Saturday, May 3, 2014

At a Moment's Notice

Earlier this afternoon, when you were beset by a swarm of agenda flies buzzing about your afternoon, you did two things you ordinarily do.  You made a time-sensitive list of your priorities, You indulged a few moments of rebellion.

How comforting it would be for you to say the implications of these two acts provided you a dazzling moment of insight, but truth to tell, you already knew.

You've come to think of such moments of revisiting priorities as Wordsworth Moments, thanks more than anything to William Wordsworth's sonnet that begins with the memorable line:

"The World is too much with us, late and soon,"

then goes on to trump itself:

"Getting and spending, we lay waste our powers;—
Little we see in Nature that is ours;
We have given our hearts away, a sordid boon!
This Sea that bares her bosom to the moon;
The winds that will be howling at all hours,
And are up-gathered now like sleeping flowers;
For this, for everything, we are out of tune;
It moves us not. Great God! I’d rather be
A Pagan suckled in a creed outworn;
So might I, standing on this pleasant lea,
Have glimpses that would make me less forlorn;
Have sight of Proteus rising from the sea;

Or hear old Triton blow his wreathèd horn."

So your Wordsworth moments meant having more for the moment on your plate than you could expect to get done by times for class next week, and your moments of rebellion involved making a pot of coffee, then settling down to read a review by Francine Prose, whom you admire, of an author whose most recent novel you've used several times already as a text to demonstrate a convincing and compelling narrative from the point of view of a five-year-old.

Sipping coffee and reading, you as well savored your moments of rebellion, knowing there would be some negative consequences--you'd have somehow to make up for the hour or so if indulgence--and quite a few positive ones such as the energy derived from your rebellious self-affirmation.  

Translation:  You felt pressured by your to-do list, which you had the good sense to rearrange in your favor.  You allowed yourself moments of rebellion, took consequences into account.  All in all, a splendid calculus.  All in all a reminder that you as well as characters are in a timeline narrative--a set pf priorities against the background of a fuse having been lit.  Too many details and the priorities are occluded, the vector of need watered down.  Too many details and the result is anticlimax, which is another way of saying distraction from the intended effect.

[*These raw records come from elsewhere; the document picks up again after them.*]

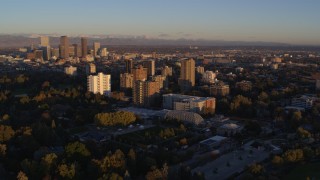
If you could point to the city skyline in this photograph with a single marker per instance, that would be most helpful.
(292, 22)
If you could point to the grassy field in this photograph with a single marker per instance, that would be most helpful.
(311, 170)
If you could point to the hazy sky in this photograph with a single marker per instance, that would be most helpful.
(288, 21)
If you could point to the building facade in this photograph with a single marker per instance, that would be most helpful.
(126, 81)
(100, 83)
(219, 89)
(145, 93)
(188, 103)
(96, 47)
(150, 65)
(139, 73)
(187, 75)
(72, 71)
(129, 65)
(91, 69)
(208, 77)
(84, 47)
(64, 47)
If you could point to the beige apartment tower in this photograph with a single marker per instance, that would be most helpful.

You're still not sure how much of this you have learned well, or if at all. There were times in the past when you were so fond of details that they weighed down what little story you had.  In consequence, you told yourself you were a detail-oriented writer, after all, weren;t there the so-called Realist Writers, who seemed to luxuriate in detail.  You told yourself that detail was your strength.

Of course, you had once told yourself dialogue was your strength until you discovered you were working to capture conversation rather than dialogue.

On some levels, you know this much:  Story is a condition involving characters who have more on their plates than they can handle.  They are aware of the pressures and implications.  They are forced to rearrange priorities, shifting orders of tasks and responses, sometimes painfully aware of the downstream consequences.  Things continue to pile up.  One or more of the characters has, among his or her moments of accelerated awareness, a moment or two of rebellion.

How well do these things line up for you, in Reality and in Composition?

The story, as your weekend, now begins.